WORDS Russ Atkinson

It’s the long-awaited, potentially doomed to be unpopular, unanticipated yet anticipated replacement for what has become an undisputably global icon – the culmination of 71 years of development – and possibly the biggest story in the automotive world of late. But is it any good?

Sorry to disappoint, but I can’t even begin to form an opinion on that, unfortunately, because hardly anybody has driven one yet and my invitation to the launch at the Frankfurt Motor Show must’ve become lost in the post.

Relying solely on Land Rover’s press pack would be a foolish basis for an editorial piece, so I’m going to mix in a bit of original conjecture for good measure, based on the almost endless stream of photographs that’ve recently filled my Instagram feed, giving my thumb an RSI scrolling through them to get back to the usual selection of classic Porsches, motorbikes, Brutalist architecture and Russian dashcam videos. Reading the comments – which is admittedly a dangerous pastime – it seems that opinions are polarised.

Is anybody surprised to read this? I doubt it.

Replacing such a globally-lauded, unimitable, utilitarian, uncomfortable, unaerodynamic, uncomplicated and unmistakable design icon with a vehicle that conforms to post-1980s safety standards and shares some of its siblings’ technological advancements was never going to be an easy task, and I get the feeling that Land Rover always knew that no matter what they presented as a replacement for the ubiquitous Defender, there’d be naysayers.

Being change-averse is a terribly British pastime, after all. Take Brexit, for example; where the people who voted for it were likely to be feeling averse to the changes made in 1973 – long before even the predecessor to the original Defender, the Land Rover Ninety and One Ten even existed. Ironically, it also happens to be European crash regulations that have prompted the ground-up redesign that you see here.

I’ll be honest, my first impression is that it looks like a great replacement… for the Freelander. It’s got that child’s toy aesthetic, which I think is cool, but from the outside, at least, the cabin looks low. It also seems that it has a wider track than the original Defender, as well as being heavier across the range, so on paper things don’t seem ideal. Before we plunge too far down into the rabbit-hole of negativity, and as an unashamed fan of rust-ravaged terrible, antiquated British vehicles, it’s important to remember three things:

Firstly, people probably felt exactly the same way in 1983 when they unveiled the Ninety and One Ten range, predecessors to the Defender, which strutted onto the scene in 1990 modelling the Emperor’s finest new clothes. Coil springs, you say? A wider track? Plastic wheelarches?! Even the addition of wind-up windows probably did just that to more than a few steadfast Series Landie owners. Yes, the same people who lambasted the Series 3’s plastic grille because it could no longer be removed and repurposed as a barbecue grill when required. Plastic? How very dare they.
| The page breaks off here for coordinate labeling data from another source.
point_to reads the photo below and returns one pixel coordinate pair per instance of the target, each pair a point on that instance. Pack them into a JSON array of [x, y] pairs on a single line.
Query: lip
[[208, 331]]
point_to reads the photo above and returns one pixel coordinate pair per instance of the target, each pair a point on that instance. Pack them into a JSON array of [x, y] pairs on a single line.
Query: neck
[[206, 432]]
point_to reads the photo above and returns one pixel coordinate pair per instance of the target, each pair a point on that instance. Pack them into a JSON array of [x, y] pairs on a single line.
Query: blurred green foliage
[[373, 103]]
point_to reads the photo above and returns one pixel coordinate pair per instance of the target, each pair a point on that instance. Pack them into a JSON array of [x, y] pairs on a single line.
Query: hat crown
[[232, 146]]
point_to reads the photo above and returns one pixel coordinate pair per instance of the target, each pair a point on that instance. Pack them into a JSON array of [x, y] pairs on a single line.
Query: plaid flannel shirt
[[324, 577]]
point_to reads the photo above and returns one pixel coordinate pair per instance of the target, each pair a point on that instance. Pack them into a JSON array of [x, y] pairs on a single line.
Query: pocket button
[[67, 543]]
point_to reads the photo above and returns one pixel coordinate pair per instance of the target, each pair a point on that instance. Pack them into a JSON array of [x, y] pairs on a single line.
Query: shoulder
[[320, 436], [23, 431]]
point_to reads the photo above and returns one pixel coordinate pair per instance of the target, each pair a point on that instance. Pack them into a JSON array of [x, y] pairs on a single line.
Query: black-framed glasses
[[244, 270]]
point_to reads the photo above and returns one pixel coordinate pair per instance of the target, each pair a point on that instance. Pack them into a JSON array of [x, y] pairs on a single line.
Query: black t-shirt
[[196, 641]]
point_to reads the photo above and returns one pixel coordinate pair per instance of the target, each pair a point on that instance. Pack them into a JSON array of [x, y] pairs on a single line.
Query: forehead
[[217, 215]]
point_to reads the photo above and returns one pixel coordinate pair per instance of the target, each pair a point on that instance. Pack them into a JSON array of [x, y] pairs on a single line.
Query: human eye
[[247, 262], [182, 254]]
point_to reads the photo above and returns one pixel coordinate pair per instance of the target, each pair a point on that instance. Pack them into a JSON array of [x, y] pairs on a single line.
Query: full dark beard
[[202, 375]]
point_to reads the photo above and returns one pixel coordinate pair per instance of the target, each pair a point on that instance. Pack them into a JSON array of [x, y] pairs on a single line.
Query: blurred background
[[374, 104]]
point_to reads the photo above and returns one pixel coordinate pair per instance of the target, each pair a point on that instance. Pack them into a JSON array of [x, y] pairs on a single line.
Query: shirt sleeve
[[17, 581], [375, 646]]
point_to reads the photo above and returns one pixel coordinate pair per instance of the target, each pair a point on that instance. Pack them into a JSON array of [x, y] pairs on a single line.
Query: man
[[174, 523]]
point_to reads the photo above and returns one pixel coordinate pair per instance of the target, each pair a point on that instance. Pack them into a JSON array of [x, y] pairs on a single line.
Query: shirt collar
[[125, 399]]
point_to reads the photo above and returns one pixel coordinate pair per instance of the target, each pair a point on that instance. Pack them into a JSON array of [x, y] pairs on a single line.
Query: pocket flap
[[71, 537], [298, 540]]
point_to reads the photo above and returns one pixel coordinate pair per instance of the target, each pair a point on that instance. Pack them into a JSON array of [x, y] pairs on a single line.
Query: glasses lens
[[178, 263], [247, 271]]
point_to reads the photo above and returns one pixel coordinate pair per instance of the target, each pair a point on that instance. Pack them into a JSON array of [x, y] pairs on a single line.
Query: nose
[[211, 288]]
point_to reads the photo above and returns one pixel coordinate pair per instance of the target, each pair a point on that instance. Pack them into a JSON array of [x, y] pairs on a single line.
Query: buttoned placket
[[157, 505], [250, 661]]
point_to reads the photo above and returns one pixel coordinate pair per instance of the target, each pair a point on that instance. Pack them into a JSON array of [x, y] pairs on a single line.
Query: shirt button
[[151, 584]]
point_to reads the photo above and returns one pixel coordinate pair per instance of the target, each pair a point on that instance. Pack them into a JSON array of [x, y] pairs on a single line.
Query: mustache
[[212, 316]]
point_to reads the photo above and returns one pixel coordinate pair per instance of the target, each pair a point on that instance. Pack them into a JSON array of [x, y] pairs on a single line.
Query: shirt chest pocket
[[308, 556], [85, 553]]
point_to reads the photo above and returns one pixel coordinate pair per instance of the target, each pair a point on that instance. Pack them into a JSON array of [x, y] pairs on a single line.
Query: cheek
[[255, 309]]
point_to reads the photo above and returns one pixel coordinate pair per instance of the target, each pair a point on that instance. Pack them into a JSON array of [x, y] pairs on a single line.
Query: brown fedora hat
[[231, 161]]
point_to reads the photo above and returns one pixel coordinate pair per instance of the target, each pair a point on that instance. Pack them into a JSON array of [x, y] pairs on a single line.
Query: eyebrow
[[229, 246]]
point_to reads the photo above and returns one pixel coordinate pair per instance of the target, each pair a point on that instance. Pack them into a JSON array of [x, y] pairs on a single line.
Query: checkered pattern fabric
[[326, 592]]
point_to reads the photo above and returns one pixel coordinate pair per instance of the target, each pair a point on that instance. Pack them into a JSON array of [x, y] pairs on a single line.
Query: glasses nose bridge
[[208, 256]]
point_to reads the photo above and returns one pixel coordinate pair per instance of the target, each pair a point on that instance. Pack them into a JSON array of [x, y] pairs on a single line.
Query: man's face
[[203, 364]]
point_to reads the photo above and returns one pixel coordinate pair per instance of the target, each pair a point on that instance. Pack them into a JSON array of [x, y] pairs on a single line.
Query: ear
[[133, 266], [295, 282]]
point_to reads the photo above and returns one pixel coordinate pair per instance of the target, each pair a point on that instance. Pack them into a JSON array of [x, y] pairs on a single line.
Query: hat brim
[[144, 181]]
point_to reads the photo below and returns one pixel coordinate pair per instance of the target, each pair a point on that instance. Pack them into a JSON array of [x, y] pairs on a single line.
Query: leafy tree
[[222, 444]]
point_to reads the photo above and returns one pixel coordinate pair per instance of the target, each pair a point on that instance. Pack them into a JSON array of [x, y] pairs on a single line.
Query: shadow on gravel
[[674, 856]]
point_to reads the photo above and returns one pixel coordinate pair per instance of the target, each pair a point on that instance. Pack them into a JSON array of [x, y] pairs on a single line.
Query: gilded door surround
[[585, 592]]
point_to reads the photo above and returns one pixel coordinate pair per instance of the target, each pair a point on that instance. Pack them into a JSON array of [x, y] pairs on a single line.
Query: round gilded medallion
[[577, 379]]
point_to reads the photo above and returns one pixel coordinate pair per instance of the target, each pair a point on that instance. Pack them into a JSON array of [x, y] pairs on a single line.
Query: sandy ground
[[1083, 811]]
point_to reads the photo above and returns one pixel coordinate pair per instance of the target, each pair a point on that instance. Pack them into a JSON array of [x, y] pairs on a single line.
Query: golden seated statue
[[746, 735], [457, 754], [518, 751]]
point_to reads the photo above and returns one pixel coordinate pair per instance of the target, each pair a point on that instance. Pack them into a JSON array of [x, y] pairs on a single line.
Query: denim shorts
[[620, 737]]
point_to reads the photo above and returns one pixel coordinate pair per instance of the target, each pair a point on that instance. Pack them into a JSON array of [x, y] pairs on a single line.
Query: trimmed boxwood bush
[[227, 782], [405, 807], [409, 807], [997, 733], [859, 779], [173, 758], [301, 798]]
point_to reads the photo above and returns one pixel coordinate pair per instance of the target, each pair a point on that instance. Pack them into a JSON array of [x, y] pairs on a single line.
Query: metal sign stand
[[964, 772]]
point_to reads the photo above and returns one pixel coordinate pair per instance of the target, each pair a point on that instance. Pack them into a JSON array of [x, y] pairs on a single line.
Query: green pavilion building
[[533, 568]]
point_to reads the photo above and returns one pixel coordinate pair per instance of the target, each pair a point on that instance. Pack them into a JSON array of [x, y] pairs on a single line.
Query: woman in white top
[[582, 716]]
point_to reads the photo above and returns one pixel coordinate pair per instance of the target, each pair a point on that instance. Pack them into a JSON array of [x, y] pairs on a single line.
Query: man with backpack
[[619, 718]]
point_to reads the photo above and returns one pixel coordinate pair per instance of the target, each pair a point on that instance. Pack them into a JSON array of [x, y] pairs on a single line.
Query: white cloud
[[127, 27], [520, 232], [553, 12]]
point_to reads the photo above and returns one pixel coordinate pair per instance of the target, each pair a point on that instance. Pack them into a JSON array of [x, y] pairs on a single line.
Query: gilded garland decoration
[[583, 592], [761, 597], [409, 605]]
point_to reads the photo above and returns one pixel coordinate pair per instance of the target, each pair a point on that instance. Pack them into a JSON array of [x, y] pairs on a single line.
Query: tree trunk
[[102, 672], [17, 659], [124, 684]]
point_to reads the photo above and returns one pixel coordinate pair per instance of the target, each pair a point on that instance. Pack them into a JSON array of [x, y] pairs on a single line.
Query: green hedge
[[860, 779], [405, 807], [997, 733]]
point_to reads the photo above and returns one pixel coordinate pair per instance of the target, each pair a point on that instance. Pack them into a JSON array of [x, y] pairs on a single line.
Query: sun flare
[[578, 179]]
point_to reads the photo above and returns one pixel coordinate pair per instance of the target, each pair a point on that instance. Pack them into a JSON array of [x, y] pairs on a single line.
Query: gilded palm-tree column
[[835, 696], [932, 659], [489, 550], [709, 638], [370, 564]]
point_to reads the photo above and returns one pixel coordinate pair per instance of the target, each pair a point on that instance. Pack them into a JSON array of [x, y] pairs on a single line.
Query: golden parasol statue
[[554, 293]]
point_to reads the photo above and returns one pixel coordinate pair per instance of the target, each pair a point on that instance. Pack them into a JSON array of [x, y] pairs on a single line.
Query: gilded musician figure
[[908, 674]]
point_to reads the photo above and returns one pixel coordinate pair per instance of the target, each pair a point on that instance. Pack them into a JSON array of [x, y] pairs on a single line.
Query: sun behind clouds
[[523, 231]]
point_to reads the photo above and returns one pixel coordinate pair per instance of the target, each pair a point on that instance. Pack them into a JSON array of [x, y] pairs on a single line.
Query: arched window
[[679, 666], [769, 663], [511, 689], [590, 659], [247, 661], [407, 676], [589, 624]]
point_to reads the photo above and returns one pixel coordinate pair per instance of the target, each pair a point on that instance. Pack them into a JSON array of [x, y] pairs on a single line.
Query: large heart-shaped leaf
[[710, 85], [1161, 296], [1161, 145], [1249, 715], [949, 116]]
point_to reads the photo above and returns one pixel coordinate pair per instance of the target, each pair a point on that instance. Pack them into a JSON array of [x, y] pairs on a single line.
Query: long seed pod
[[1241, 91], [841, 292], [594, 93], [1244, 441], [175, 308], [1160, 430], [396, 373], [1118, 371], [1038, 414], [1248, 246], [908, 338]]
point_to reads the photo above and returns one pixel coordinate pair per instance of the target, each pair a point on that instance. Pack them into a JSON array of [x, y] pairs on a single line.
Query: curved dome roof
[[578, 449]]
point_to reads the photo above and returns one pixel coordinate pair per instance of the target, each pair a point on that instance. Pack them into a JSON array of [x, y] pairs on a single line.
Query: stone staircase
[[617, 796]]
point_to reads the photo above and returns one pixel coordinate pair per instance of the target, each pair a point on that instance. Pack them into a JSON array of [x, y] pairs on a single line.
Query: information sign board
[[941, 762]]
Secondly, despite how universally adored the original Defender was, is, and will continue to be, on the whole they are actually quite crap. They leak, they corrode at a rate that is genuinely impressive, they’re agricultural, sketchy in high wind, leave absolutely no room for your right elbow when the window is up and the 110 and longer wheelbase versions have the turning circle of the Emma Maersk. I learnt this first hand, because my first proper car was a Ninety V8 – and I bloody loved it. Despite their foibles, they’re easy to adore, but that isn’t really grounds for continuing to produce a product that isn’t really fit for task. Unless that task is being dropped out of a C130 and advancing into a warzone. And even then, you’d better hope it doesn’t break down on the way. Td5 and Puma engines, I’m looking at you.

Thirdly, Land Rover surely won’t have dropped the ball with this one, given there are a lot of people primed and ready to say that they saw it coming if their new offering falls short of the mark. Is the 2020 Defender Land Rover’s answer to the Toyota Landcruiser; combining phenomenal off-road capability with modern creature comforts and bulletproof reliability? Time will tell, but I’ve a feeling it has the potential for it.

If you’re still in doubt, there’s something that you need to be aware of. Something that might just compensate for any areas in which you feel the new Defender might be lacking: you can ask for one with a 400bhp, 3 litre straight-six. That’ll do pig, that’ll do.

Admittedly, that engine option is actually a ‘mild hybrid’ that uses an electronic supercharger, and it also apears that there will be no manual gearbox option across the entire range, but let’s remember that it isn’t 1983 and nobody really ever liked vinyl seats anyway, even if they do hose down quite nicely, which can be convenient.

Land Rover claim that it’s the ‘most capable Land Rover ever made’ – that’s straight out of the press pack – and having read said press pack, I’m inclined to believe it, too. It sounds like everything I ever wanted my Ninety to be, but I bet it doesn’t sound half as good. I’m excited to drive one.